Microscopy is not just a job, it is a passion for me, one that has enabled me to enhance my understanding of every aspect of technology from synthesis to application. It is clear that nitride technologies are exceptionally important to the optoelectronic fields but it is microscopy, by its correlative nature from electrons to photons, that can provide powerful insights in to these materials and in combination, enable phenomena to be understood from the macroscopic to the atomic scale.
Throughout my career I have utilised many correlative techniques in furthering the understanding of the materials world and specifically on non toxic luminescent materials.

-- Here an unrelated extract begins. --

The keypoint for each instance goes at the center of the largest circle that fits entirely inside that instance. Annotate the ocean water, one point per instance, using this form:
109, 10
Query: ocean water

During my DPhil at the University of Oxford, I synthesised core-shell colloidal nanoparticles to understand how strain can influence the optical properties. Here we utilised single nanoparticle optical microscopy, synchrotron XPS, high resolution TEM and XRD, alongside the simulations of each, to show how a sharp core-shell interface can modify the electronic properties.
For my post-doctoral positions at Kings College London and University of Manchester, I have synthesised some of the first nitride colloidal nanoparticles whilst also using electron microscopy in understanding various doped thin films, nanoparticle formation in biological systems and plasmonic materials, utilising EDS, EELS, cathodoluminescence and scanning diffraction mapping amongst other techniques.
My role in the Gallium Nitride group is to understand the strain and defects within the growth of nitride films mainly via electron microscopy and utilising modelling to find strategies to mitigate these stresses and strains.